Read more: What does a cybercrime lawyer do?

The bill would require Designated operators to immediately report cyber-incidents to their regulator and the Communications Security Establishment. Designated operators would also need to keep records of cyber security incidents, steps they took to implement their cyber security program, steps they took to mitigate supply-chain and third-party risks, and any measure taken to implement a cyber security direction.

The proposed law would take requirements which already exist for banks under the Office of the Superintendent of Financial Institutions’ (OSFI) cyber breach notification guidelines, and extend them to other critical infrastructure, says David Krebs, national co-leader of Miller Thomson LLP’s privacy and cybersecurity practice.

“It will also align the Canadian framework with some of the developments in in the U.S., and, to a certain extent, the European Union as well,” says Krebs, who is based in Saskatoon.

Outside of certain sector-specific rules like OSFI’s, there is no requirement for an organization to notify anyone about a cyber security incident if the incident does not affect personal information, he says. Much of Canada’s privacy law is focused on protecting personal information, rather than systems, and Krebs says that is what the feds are trying to address with Bill C-26.

The security incident reporting requirements will also change how organizations communicate, which could potentially alter their entire incident response strategy, he says.

“I've seen in incidents where if you are forced to communicate something, that changes your strategy. That changes your resource allocation. That changes what workstreams you initiate. And it has a real impact on your response. So, that's significant.”

According to the bill, an incident qualifies as a cyber-security incident if it “interferes or may interfere with (a) the continuity or security of a vital service or vital system; or (b) the confidentiality, integrity or availability of the critical cyber system.”

Including the wording: “or may interfere” means that organizations will need to report “at such a low level,” says Michaluk, that they will almost be “in a form of security-related partnership” with the government.

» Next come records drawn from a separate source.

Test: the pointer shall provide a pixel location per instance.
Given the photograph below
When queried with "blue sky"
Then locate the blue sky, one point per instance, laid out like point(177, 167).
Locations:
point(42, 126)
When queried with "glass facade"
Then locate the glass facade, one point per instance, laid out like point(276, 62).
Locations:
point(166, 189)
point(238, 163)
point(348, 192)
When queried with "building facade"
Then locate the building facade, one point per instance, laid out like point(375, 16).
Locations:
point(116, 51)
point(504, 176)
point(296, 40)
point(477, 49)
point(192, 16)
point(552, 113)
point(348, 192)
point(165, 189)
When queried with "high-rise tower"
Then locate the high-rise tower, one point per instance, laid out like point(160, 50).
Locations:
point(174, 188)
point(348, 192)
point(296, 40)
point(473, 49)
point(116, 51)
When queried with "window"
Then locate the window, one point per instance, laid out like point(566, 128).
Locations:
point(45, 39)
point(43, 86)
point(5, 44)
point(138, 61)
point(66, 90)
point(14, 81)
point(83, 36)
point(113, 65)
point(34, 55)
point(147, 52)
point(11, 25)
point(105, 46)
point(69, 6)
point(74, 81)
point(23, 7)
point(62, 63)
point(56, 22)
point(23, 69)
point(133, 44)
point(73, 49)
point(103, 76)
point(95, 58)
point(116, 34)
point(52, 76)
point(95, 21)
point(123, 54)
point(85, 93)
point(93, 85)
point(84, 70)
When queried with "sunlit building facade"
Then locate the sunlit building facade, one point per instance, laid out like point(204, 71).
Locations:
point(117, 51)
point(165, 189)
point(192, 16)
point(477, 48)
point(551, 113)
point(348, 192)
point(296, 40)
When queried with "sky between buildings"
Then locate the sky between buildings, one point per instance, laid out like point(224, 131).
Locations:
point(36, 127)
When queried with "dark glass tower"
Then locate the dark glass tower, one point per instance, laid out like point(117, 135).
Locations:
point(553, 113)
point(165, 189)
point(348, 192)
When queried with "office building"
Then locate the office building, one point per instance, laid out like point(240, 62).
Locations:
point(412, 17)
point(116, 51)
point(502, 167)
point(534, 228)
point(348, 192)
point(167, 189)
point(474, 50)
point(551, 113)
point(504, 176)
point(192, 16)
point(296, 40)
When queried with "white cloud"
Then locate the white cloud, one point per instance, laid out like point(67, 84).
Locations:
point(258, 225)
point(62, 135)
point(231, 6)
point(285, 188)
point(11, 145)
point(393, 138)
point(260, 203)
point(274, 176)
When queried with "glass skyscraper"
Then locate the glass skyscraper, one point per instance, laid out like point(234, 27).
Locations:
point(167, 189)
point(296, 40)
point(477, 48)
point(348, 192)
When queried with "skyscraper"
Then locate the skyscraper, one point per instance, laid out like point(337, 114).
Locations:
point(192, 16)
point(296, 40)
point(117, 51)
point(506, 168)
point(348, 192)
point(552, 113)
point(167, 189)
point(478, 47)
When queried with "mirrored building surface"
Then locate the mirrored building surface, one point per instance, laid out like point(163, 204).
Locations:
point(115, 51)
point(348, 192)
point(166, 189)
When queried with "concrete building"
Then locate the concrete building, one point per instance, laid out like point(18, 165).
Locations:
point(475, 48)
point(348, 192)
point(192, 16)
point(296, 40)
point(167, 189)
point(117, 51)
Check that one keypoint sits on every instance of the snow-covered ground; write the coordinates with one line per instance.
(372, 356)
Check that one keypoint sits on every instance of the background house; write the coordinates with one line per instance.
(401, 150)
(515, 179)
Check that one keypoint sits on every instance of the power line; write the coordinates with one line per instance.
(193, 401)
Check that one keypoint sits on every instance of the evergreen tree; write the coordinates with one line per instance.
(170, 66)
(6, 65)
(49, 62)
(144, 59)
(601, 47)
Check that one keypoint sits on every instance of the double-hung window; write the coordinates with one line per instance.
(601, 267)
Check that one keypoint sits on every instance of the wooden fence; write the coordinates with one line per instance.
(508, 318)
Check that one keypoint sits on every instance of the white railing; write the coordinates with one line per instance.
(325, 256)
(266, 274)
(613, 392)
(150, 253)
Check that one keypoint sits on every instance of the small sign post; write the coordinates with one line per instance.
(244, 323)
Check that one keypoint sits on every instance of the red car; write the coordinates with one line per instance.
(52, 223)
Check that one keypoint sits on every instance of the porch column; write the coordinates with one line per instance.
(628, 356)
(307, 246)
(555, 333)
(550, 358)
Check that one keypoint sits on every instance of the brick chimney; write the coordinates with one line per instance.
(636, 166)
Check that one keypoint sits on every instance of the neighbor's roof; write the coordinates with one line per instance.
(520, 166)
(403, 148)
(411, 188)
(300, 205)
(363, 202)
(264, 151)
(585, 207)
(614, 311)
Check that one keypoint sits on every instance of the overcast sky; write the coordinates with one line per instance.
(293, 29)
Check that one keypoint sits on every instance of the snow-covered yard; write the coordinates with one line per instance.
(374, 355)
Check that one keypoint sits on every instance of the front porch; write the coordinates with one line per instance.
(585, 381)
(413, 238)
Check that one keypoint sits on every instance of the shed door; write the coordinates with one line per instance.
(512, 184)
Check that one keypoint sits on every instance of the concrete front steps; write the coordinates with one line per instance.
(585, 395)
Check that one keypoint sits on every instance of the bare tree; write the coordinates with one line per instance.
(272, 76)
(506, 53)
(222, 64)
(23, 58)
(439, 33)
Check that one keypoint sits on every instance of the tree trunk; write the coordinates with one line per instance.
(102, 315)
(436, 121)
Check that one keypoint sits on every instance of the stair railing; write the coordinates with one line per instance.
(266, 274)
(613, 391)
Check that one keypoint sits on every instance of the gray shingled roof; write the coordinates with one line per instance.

“That's to the benefit of everybody in Canada, and that's a good thing,” he says. “Most businesses in Canada won't be subject to those onerous obligations and will essentially be able to free ride on the effective benefit that is being derived from this small sliver of the Canadian private sector.”

With Bill C-26, the federal government is “taking the lead within its own jurisdiction. What’s next is an interesting question.”

The proposed law would also require designated operators within vital services and systems to create and file with their respective regulators a cyber security program. The program is supposed to identify cyber security risks and that of the organization’s supply chain and third parties, protect “critical cyber systems,” detect security incidents, and minimize the impact of cyber security incidents.

The Act also states it would authorize the Governor in Council to issue cyber security directions “for the purpose of protecting a critical cyber system.” Failure to report a cyber security incident or to comply with a cyber security direction could result in a penalty of up-to-$15 million.